Do you anticipate that more of your works will be made into films? On the basis of Lolita, does the prospect please you?

I greatly admired the film Lolita as a film— but was sorry not to have been given an opportunity to collaborate in its actual making. People who liked my novel said the film was too reticent and incomplete. If, however, all the next pictures based on my books are as charming as Kubrick's, I shall not grumble too much.

Which of the languages you speak do you consider the most beautiful?

My head says English, my heart, Russian, my ear, French.

Why do you prefer Montreux as a headquarters? Do you in any way miss the America you parodied so exquisitely in Lolita^ Do you find that Europe and the US are coming to resemble each other to a discouraging degree?

I think I am trying to develop, in this rosy exile, the same fertile nostalgia in regard to America, my new country, as I evolved for Russia, my old one, in the first post-revolution years of West-European expatriation. Of course, I miss America— even Miss America. If Europe and America are coming to resemble each other more and more— why should I be discouraged? Amusing, perhaps, and, perhaps, not quite true, but certainly not discouraging in any sense I can think of. My wife and I are very fond of Montreux, the scenery of which I needed for Pale Fire, and still need for another book. There are also family reasons for our living in this part of Europe. I have a sister in Geneva and a son in Milan. He is a graduate of Harvard who came to Italy to complete his operatic training, which he combines with racing an Italian car in major events and translating the early works of his father from Russian into English.

What is your prognosis for the health of Russian letters?

There is no plain answer to your question.
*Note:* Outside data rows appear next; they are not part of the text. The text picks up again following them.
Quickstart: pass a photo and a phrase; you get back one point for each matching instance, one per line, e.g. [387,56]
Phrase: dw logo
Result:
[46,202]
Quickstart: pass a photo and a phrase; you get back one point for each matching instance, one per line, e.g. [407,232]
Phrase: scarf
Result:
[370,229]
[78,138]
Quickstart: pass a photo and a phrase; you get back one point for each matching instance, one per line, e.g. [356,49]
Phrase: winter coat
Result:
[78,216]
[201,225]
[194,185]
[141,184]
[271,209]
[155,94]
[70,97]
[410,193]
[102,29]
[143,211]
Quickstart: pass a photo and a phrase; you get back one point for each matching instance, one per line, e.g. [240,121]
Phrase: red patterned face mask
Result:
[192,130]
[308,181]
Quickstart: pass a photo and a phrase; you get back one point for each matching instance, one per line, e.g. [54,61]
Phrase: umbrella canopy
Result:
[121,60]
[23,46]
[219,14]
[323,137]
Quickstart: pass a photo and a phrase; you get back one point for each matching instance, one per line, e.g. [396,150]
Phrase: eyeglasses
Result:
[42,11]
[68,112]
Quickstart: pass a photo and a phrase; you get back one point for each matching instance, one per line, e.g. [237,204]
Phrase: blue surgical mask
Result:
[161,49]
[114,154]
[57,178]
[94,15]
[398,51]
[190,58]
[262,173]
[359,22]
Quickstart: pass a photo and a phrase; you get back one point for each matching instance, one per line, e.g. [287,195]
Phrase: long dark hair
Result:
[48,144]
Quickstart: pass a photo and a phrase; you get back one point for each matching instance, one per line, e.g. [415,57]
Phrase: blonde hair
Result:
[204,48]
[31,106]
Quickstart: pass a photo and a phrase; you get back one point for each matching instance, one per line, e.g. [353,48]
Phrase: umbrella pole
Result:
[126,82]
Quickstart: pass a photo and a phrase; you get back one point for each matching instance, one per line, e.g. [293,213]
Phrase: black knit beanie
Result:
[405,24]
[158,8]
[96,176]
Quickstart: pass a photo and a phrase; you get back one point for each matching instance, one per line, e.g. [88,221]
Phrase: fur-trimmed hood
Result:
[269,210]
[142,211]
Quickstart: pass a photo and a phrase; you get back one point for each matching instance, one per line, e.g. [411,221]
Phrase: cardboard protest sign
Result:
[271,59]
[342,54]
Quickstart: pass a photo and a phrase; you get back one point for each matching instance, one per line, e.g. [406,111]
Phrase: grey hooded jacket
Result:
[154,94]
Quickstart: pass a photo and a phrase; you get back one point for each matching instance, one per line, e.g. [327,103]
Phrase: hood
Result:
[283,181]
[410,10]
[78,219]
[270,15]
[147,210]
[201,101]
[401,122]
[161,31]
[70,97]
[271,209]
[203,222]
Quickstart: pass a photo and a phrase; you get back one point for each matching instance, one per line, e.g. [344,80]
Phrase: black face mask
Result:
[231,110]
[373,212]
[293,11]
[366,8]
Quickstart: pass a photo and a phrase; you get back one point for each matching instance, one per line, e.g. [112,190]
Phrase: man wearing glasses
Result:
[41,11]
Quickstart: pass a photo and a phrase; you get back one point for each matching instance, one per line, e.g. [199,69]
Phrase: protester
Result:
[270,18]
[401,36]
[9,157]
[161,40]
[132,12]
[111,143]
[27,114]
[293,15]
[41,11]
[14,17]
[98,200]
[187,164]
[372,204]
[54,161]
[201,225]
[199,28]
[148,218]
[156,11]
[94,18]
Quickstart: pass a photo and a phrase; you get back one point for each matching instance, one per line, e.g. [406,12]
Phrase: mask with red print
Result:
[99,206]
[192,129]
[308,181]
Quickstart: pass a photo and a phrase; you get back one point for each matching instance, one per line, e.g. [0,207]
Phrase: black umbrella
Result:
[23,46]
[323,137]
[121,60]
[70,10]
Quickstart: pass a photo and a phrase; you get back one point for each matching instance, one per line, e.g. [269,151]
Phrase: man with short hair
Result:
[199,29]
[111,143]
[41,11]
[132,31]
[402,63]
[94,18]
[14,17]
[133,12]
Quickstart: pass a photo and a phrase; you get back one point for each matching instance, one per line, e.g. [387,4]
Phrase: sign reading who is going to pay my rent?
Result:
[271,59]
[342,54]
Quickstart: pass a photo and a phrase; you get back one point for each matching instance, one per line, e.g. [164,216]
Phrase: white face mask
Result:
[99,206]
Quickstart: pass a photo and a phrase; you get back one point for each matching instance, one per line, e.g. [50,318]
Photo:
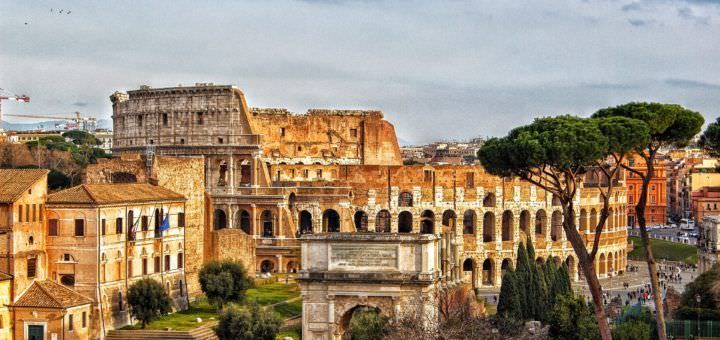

The trouble is that no government however intelligent or humane is capable of generating great artists, although a bad government certainly can pester, thwart, and suppress them. We must also remember— and this is very important— that the only people who flourish under all types of government are the Philistines. In the aura of mild regimes there is exactly as rare a chance of a great artist's appearing on the scene as there is in the less happy times of despicable dictatorships. Therefore I cannot predict anything though I certainly hope that under the influence of the West, and especially under that of America, the Soviet police state will gradually wither away. Incidentally, I deplore the attitude of foolish or dishonest people who ridiculously equate Stalin with McCarthy, Auschwitz with the atom bomb, and the ruthless imperialism of the USSR with the earnest and unselfish assistance extended by the USA to nations in distress.

P.S.

Dear Miss Howard, allow me to add the following three points:

1) My answers must be published accurately and completely: verbatim, if quoted; in a faithful version, if not.

2) I must see the proofs of the interview— semifinal and final.

3) I have the right to correct therein all factual errors and specific slips ("Mr. Nabokov is a small man with long hair," etc.)